Daniel crawled onto the bed beside her, a little stung, even though he knew she was just experimenting—with the names for their relationship, with how bad or mean she was allowed to be.

“I don't think I'll ever call you Abba,” she said speculatively, glancing sideways at him. In the vivid, shadowy landscape of her mind, something had happened to Daniel since they'd come to America; he'd caved in, like the mouth of an old man she'd once seen who had no teeth. When they came toward each other, she had to go soft, nervously avert her gaze, not knowing whether she'd bump into the solid man or walk right through him as if in a dream. Matt was big and spindly and light, and she could fling herself against him, even though his anger was sometimes blistering, and she might be tickled or stung. Daniel, though, was fringed in darkness. He'd sit with a book, staring vacantly into space; sometimes he walked by her without seeming to see her at all. There were moments when, at rest or at play, a strange fearful pressure built in her chest that made her feel as though there was a balloon trapped in there, bumping against her lungs, trying to break loose and take flight—and she had to struggle not to run, or howl.

“What will you call me?” he asked.

“Dani,” she said.

“Okay.”

The book was
Abba Oseh Bushot,
My Father Always Embarrasses Me
. In Israel, it was a special book that Ema read to her, loudly, so Abba could overhear all the embarrassing things the
abba
in the book did to his little boy, Ephraim: singing loudly on the way to school, warning that if he didn't get a kiss when he left Ephraim at school, he'd have to kiss one of the other children, wearing shorts to Aunt Batya's wedding, sliding down in his seat and hiding behind his fingers at the scary parts in movies. They liked to pretend that her
abba
was as embarrassing as Ephraim's dad was.
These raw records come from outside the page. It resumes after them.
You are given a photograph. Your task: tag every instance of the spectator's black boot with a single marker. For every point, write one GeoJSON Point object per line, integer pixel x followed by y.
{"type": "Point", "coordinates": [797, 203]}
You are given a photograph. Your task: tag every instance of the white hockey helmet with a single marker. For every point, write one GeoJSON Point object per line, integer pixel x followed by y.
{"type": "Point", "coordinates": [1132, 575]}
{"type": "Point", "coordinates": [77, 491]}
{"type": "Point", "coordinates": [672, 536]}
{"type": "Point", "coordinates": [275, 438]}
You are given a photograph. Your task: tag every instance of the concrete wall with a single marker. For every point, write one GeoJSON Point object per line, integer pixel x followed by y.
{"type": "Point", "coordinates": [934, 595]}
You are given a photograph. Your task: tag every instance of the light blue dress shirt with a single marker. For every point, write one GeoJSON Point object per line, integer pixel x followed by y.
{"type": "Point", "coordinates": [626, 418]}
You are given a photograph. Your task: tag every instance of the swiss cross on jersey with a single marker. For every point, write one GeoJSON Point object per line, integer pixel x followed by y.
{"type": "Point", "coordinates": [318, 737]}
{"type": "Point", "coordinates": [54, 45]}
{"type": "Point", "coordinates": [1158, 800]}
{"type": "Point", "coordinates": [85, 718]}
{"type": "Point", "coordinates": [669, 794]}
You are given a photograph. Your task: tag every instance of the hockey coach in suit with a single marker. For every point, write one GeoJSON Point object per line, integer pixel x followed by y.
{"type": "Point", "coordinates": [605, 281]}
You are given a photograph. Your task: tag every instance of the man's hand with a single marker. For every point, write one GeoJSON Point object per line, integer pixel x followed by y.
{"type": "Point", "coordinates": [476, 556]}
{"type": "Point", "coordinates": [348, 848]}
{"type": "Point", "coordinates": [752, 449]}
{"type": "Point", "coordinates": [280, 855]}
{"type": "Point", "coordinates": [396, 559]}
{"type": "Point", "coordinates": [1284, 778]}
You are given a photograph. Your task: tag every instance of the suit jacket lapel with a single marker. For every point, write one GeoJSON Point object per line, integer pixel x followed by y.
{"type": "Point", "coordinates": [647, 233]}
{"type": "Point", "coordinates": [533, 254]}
Daniel read a page, lingered over the last line with his finger under it for Gal to read herself. The witty Hebrew prose pushed a smile behind his eyes and forehead. He loved the portrayal of the dad as a lazy and slovenly writer, the illustrations in which there was always someone looking at him askance, the way the mother was a cool customer, a newspaper reporter in heels and makeup who gave her son a quick kiss on her way out the door and who laughed at the father's eccentricities. Partly, it was a book about how embarrassing it was to have a stay-at-home dad.
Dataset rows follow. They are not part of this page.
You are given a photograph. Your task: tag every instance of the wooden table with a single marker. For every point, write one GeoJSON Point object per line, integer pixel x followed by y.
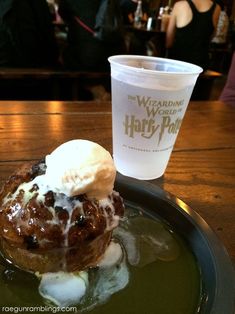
{"type": "Point", "coordinates": [201, 170]}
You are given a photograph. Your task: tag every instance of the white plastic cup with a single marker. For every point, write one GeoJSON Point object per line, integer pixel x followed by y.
{"type": "Point", "coordinates": [149, 98]}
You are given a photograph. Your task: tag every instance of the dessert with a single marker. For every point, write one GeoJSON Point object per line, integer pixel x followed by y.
{"type": "Point", "coordinates": [59, 214]}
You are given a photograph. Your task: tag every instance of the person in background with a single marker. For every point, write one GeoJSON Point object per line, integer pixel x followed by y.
{"type": "Point", "coordinates": [84, 52]}
{"type": "Point", "coordinates": [220, 38]}
{"type": "Point", "coordinates": [26, 34]}
{"type": "Point", "coordinates": [228, 92]}
{"type": "Point", "coordinates": [190, 29]}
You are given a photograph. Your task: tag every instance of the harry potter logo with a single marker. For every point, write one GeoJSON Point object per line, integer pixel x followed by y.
{"type": "Point", "coordinates": [148, 127]}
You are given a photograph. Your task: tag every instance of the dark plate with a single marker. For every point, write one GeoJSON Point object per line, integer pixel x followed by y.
{"type": "Point", "coordinates": [218, 276]}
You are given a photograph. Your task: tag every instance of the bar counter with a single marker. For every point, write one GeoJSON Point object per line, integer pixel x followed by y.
{"type": "Point", "coordinates": [201, 171]}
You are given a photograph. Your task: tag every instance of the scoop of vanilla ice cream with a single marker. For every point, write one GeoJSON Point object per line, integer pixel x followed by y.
{"type": "Point", "coordinates": [80, 166]}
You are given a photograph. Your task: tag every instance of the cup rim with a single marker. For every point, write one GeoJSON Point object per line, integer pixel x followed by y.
{"type": "Point", "coordinates": [193, 69]}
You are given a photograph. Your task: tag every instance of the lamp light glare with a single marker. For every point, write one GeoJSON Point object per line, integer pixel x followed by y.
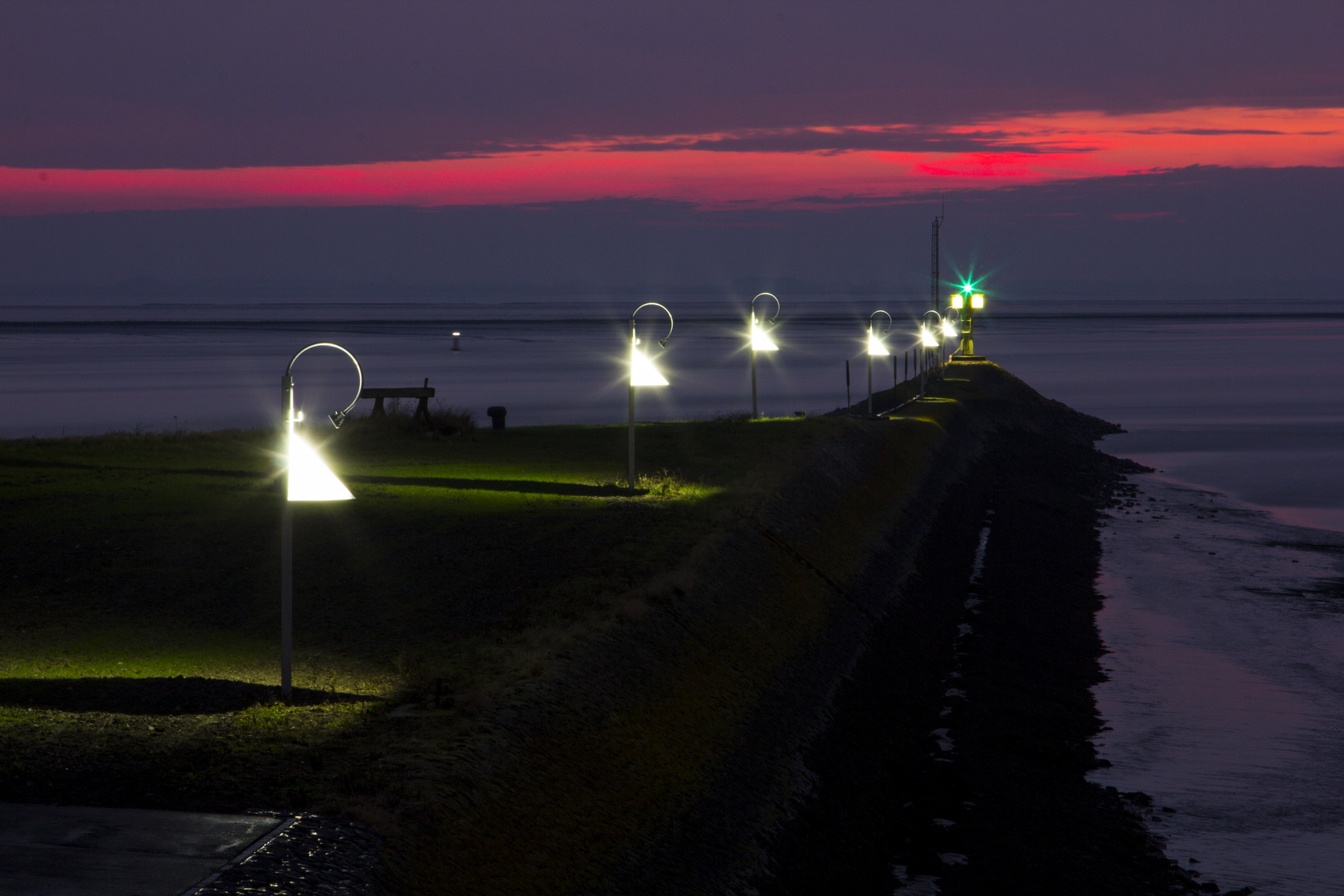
{"type": "Point", "coordinates": [643, 373]}
{"type": "Point", "coordinates": [760, 342]}
{"type": "Point", "coordinates": [875, 345]}
{"type": "Point", "coordinates": [309, 477]}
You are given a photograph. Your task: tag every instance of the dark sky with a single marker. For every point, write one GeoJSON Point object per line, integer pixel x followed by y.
{"type": "Point", "coordinates": [665, 143]}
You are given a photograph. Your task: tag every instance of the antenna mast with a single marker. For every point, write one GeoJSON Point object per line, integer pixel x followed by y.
{"type": "Point", "coordinates": [933, 280]}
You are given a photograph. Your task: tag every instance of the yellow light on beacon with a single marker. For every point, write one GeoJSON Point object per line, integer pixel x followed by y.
{"type": "Point", "coordinates": [877, 345]}
{"type": "Point", "coordinates": [309, 477]}
{"type": "Point", "coordinates": [760, 342]}
{"type": "Point", "coordinates": [643, 373]}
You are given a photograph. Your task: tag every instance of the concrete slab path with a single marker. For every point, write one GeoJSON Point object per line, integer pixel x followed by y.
{"type": "Point", "coordinates": [73, 850]}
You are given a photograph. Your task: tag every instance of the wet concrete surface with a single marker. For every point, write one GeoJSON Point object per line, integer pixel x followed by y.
{"type": "Point", "coordinates": [75, 850]}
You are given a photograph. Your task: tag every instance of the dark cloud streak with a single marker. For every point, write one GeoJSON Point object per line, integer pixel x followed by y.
{"type": "Point", "coordinates": [194, 85]}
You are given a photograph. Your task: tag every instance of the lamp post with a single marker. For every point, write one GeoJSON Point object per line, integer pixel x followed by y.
{"type": "Point", "coordinates": [761, 343]}
{"type": "Point", "coordinates": [967, 303]}
{"type": "Point", "coordinates": [307, 479]}
{"type": "Point", "coordinates": [875, 347]}
{"type": "Point", "coordinates": [929, 328]}
{"type": "Point", "coordinates": [643, 373]}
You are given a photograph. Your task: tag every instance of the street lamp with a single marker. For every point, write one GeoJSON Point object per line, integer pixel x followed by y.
{"type": "Point", "coordinates": [967, 303]}
{"type": "Point", "coordinates": [875, 347]}
{"type": "Point", "coordinates": [761, 343]}
{"type": "Point", "coordinates": [307, 479]}
{"type": "Point", "coordinates": [930, 329]}
{"type": "Point", "coordinates": [643, 373]}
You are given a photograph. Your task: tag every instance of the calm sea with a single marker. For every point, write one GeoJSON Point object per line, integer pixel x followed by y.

“Good job,” he said to her, and turned the page.

It wasn't really a good job, Gal thought, because she knew the book by heart already. But Dani didn't know that because he wasn't there when her mother read it to her. His oblivion to that made her despair, which converted into peevishness. She snuggled more deeply into her pillows, sliding down from Daniel's armpit till his elbow hovered awkwardly around her face. She pushed it away with a put-upon sigh.

Daniel looked down at her slouchy demon self. “Gal, don't push, please; ask if I could please move my arm.”

“You smell bad,” she muttered.

Daniel closed his eyes. It was a refrain, one with curious power, and he and Matt had consulted about it. Breath? Body odor? Matt would sniff him all over and shrug. “You smell good to me.” Recently they'd wondered if she meant simply that he smelled different from Joel.

“Okay,
buba
, I'm going to give you a kiss good-night, and I'll see you in the morning.”